Co-payments in the new program faced intense scrutiny. Starting November 2025, those approved post-mid-September 2024 must cover 5 to 50 per cent for “independence” tasks such as showering or medication help, possibly amounting to $50 per shower at median rates.
The report voiced profound alarm that this might compel pensioners and those on modest incomes to forgo vital services, jeopardising their wellbeing and autonomy. Contributors labelled it as harsh, with one organisation terming it a “tax on frailty” that burdens those with acute needs irrespective of their constrained earnings.
Testimony from the inquiry, including from specialists like Professor Kathy Eagar, cautioned against fallout: heightened use of unregulated aides, hasty shifts to institutional care, or even homelessness threats for older women, who shoulder uneven care loads.
The Inspector-General of Aged Care’s 2025 progress report, cited in the inquiry, bolstered these apprehensions, observing that co-payments clash with the Aged Care Act’s tenets of fostering independent living and may deepen disparities for at-risk groups, including First Nations Elders.
Labor senators Dorinda Cox and Michelle Ananda-Rajah, in their minority response, conceded irritation with delays but resisted swift package expansions. They referenced departmental input on potential “unintended consequences,” like quality erosion, market upheaval, or service interruptions from abrupt supply boosts.
While expressing sorrow over revisiting co-payment disputes, they upheld the framework as crucial for enduring viability, with protections for the financially strained.
However, critics argue this stance overlooks the royal commission’s core warnings against rationing, prolonging suffering for political caution.
The inquiry also tackled interconnected problems, such as the Commonwealth Home Support Programme being overburdened as a makeshift for those awaiting advanced care, causing scope creep and provider fatigue.
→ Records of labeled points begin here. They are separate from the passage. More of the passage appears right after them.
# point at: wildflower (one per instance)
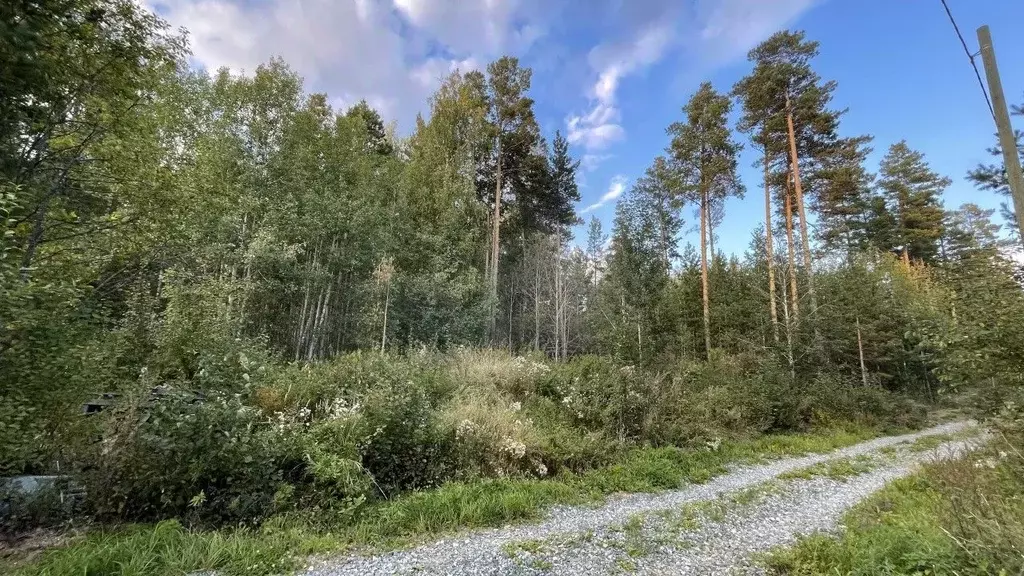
(513, 448)
(464, 428)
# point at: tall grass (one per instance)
(954, 518)
(283, 543)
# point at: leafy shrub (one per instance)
(599, 396)
(407, 447)
(178, 455)
(48, 505)
(20, 434)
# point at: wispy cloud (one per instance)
(600, 127)
(615, 189)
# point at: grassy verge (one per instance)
(953, 518)
(284, 543)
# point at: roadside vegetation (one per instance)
(956, 517)
(239, 326)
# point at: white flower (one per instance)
(513, 448)
(464, 428)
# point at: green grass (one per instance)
(961, 517)
(282, 544)
(841, 468)
(896, 531)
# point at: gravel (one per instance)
(713, 528)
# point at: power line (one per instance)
(970, 56)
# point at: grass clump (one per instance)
(841, 468)
(281, 543)
(952, 518)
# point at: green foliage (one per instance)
(178, 455)
(955, 517)
(278, 545)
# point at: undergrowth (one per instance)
(953, 518)
(283, 542)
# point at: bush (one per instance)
(493, 436)
(599, 396)
(209, 459)
(407, 447)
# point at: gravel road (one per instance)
(713, 528)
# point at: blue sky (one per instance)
(612, 74)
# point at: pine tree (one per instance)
(844, 201)
(654, 191)
(785, 103)
(513, 160)
(377, 139)
(704, 164)
(912, 191)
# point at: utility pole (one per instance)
(1007, 140)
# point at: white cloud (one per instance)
(615, 189)
(590, 162)
(600, 127)
(715, 32)
(391, 52)
(394, 52)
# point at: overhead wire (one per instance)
(971, 56)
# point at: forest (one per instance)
(286, 320)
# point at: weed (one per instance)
(842, 468)
(282, 542)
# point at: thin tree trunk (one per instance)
(387, 299)
(704, 271)
(537, 305)
(711, 231)
(805, 238)
(794, 294)
(558, 304)
(791, 359)
(496, 238)
(860, 352)
(770, 249)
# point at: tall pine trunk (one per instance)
(495, 242)
(804, 237)
(791, 248)
(704, 270)
(770, 249)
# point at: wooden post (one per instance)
(1007, 140)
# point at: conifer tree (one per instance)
(786, 104)
(704, 164)
(912, 191)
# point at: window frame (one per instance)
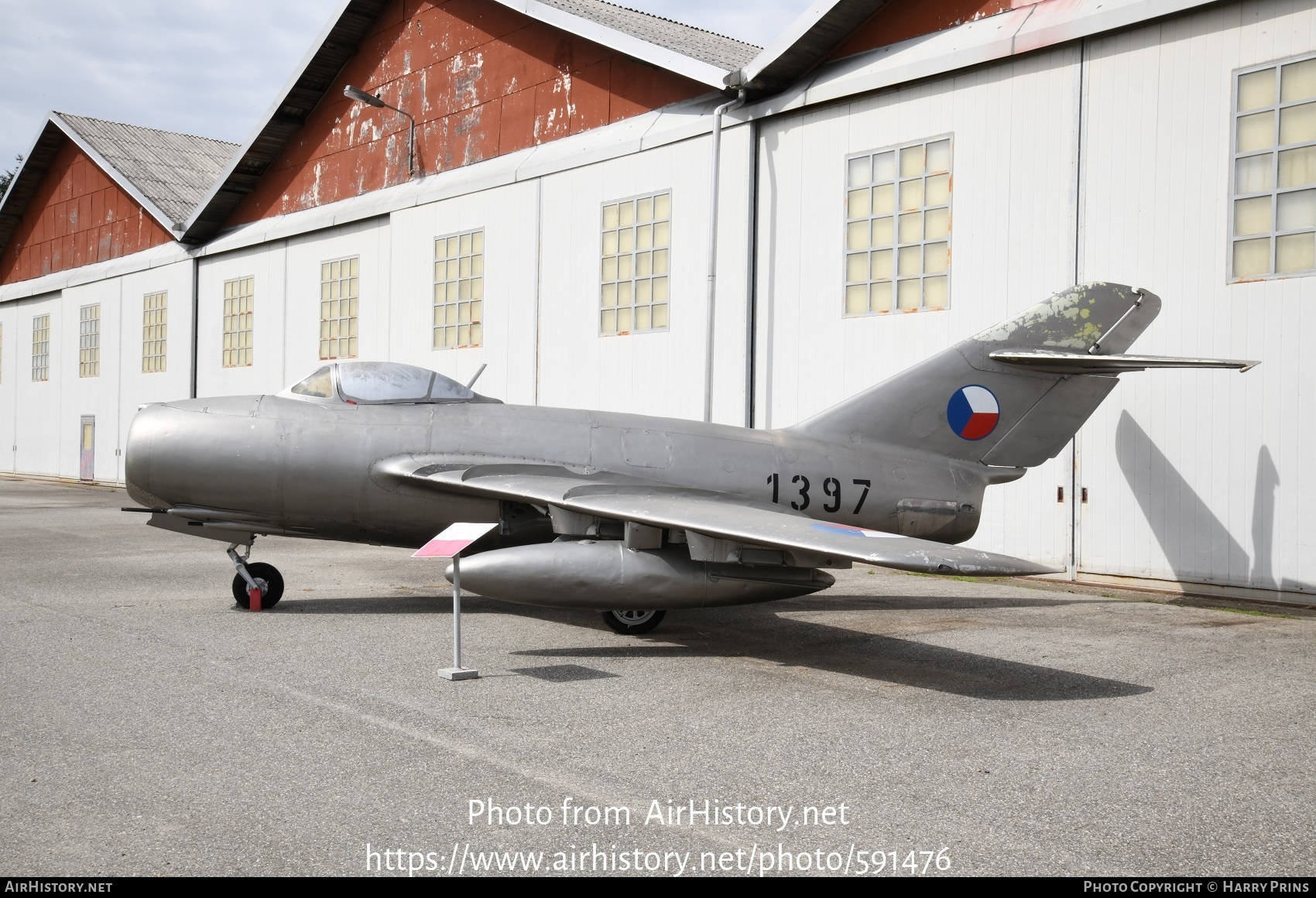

Recommendation 4 proposes an additional Senate review of the programme’s shift to Support at Home after 2027, assessing effects on delays, home alteration limits, and end-of-life timelines.
Transparency surfaced as a major issue, with the committee rebuking the government’s hesitance to disclose current waitlist figures. Recommendation 5 mandates real-time public updates on assessment and package timelines, alongside enhanced outreach to maintain older people’s involvement instead of fostering disillusionment.
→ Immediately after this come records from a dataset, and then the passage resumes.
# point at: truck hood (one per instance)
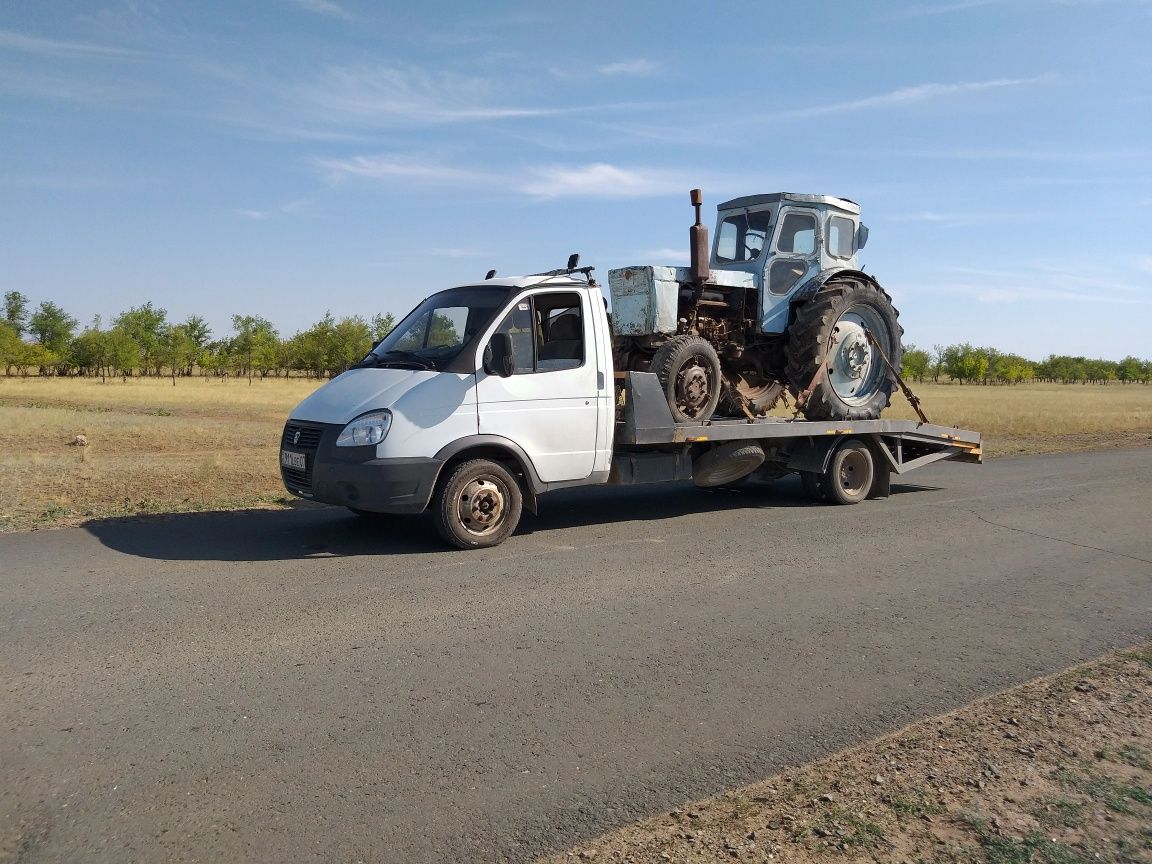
(357, 391)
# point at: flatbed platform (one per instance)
(646, 423)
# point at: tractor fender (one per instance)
(808, 290)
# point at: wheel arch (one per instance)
(501, 449)
(812, 286)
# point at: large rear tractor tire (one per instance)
(689, 370)
(832, 328)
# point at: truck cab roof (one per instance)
(531, 281)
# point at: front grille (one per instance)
(301, 439)
(309, 437)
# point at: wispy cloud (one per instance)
(55, 47)
(917, 95)
(324, 7)
(600, 180)
(628, 67)
(946, 8)
(259, 215)
(398, 168)
(392, 95)
(1043, 281)
(1032, 154)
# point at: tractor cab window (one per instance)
(797, 234)
(743, 236)
(547, 332)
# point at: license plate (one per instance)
(294, 461)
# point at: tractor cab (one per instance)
(783, 240)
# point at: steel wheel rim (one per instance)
(856, 368)
(854, 472)
(482, 506)
(692, 388)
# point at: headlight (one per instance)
(365, 431)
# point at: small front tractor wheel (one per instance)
(689, 370)
(849, 475)
(828, 350)
(478, 505)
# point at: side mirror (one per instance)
(498, 360)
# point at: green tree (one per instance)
(177, 349)
(52, 327)
(199, 332)
(144, 325)
(350, 339)
(89, 351)
(916, 363)
(256, 342)
(12, 347)
(15, 311)
(123, 353)
(1129, 370)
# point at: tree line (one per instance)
(968, 364)
(142, 341)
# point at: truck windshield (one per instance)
(438, 330)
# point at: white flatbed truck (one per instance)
(489, 395)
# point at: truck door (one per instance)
(548, 404)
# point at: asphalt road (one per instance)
(305, 686)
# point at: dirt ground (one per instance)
(1058, 771)
(209, 445)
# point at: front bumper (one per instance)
(351, 476)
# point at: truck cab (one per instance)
(516, 371)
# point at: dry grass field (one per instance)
(213, 445)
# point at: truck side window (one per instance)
(547, 333)
(797, 234)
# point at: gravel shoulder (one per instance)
(1056, 771)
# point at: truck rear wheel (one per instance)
(478, 505)
(831, 331)
(689, 369)
(849, 475)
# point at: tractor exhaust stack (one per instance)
(698, 242)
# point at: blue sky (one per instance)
(289, 157)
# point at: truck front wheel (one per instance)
(478, 505)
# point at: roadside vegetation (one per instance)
(212, 442)
(146, 415)
(46, 340)
(1058, 771)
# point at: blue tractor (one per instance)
(777, 304)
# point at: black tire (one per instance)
(477, 505)
(727, 464)
(689, 370)
(850, 474)
(857, 385)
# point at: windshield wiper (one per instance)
(410, 358)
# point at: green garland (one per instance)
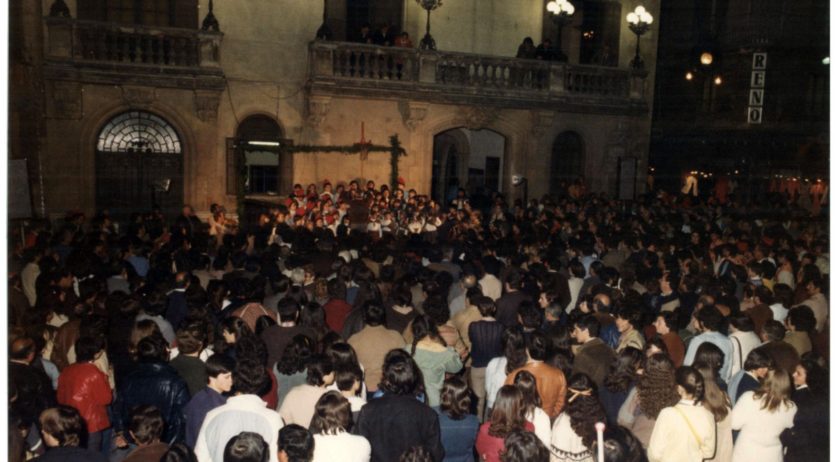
(394, 149)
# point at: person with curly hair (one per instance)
(623, 374)
(761, 416)
(508, 416)
(524, 447)
(809, 438)
(656, 389)
(573, 432)
(686, 431)
(800, 329)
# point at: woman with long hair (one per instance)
(433, 356)
(508, 416)
(515, 356)
(656, 389)
(761, 416)
(623, 374)
(534, 413)
(719, 404)
(458, 425)
(331, 427)
(291, 370)
(685, 432)
(574, 432)
(809, 438)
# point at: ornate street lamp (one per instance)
(427, 42)
(210, 21)
(639, 21)
(324, 32)
(561, 13)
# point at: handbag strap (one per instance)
(689, 425)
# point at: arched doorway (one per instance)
(566, 162)
(258, 161)
(139, 165)
(472, 160)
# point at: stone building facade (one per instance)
(109, 102)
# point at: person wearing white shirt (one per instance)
(743, 339)
(761, 416)
(575, 283)
(685, 432)
(330, 428)
(245, 411)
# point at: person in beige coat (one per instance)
(373, 342)
(685, 432)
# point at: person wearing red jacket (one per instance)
(84, 387)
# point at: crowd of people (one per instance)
(365, 324)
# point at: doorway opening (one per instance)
(470, 160)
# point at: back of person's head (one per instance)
(710, 318)
(710, 356)
(296, 355)
(775, 390)
(152, 349)
(508, 412)
(523, 446)
(742, 323)
(455, 398)
(401, 375)
(319, 367)
(219, 364)
(346, 376)
(146, 424)
(190, 339)
(416, 454)
(802, 318)
(530, 315)
(250, 376)
(288, 309)
(758, 358)
(538, 345)
(692, 382)
(296, 442)
(22, 348)
(486, 306)
(583, 407)
(332, 415)
(246, 447)
(589, 322)
(64, 424)
(86, 348)
(620, 445)
(774, 331)
(374, 314)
Further recommendations address deficiencies in assistive aids, home adaptations, and provisions for those with disabilities or in palliative stages. For example, Recommendation 9 calls for a prompt evaluation of assistive tech provisions, while Recommendation 8 advocates harmonising aged care with the National Disability Insurance Scheme to bridge support gaps.
Provider preparedness was highlighted, with testimony indicating the industry was equipped to supply more packages sooner, thwarted only by governmental inertia. Recommendation 10 demands a transparent timetable for upcoming releases, detailing quantities, schedules, and areas, to facilitate staffing strategies and minimise upheavals.
Pocock encapsulated the inquiry’s thrust: “This marks a beginning, not an end. Ending rationed care is essential for a respectful system.” With aged care demand escalating alongside population ageing, the report cautions that absent meaningful change, the toll on lives and finances will intensify.
The government has pledged 83,000 packages by July 2026, yet detractors contend this piecemeal tactic inadequately addresses the pressing, holistic overhaul required, reflecting Labor’s reluctance to fully embrace reform.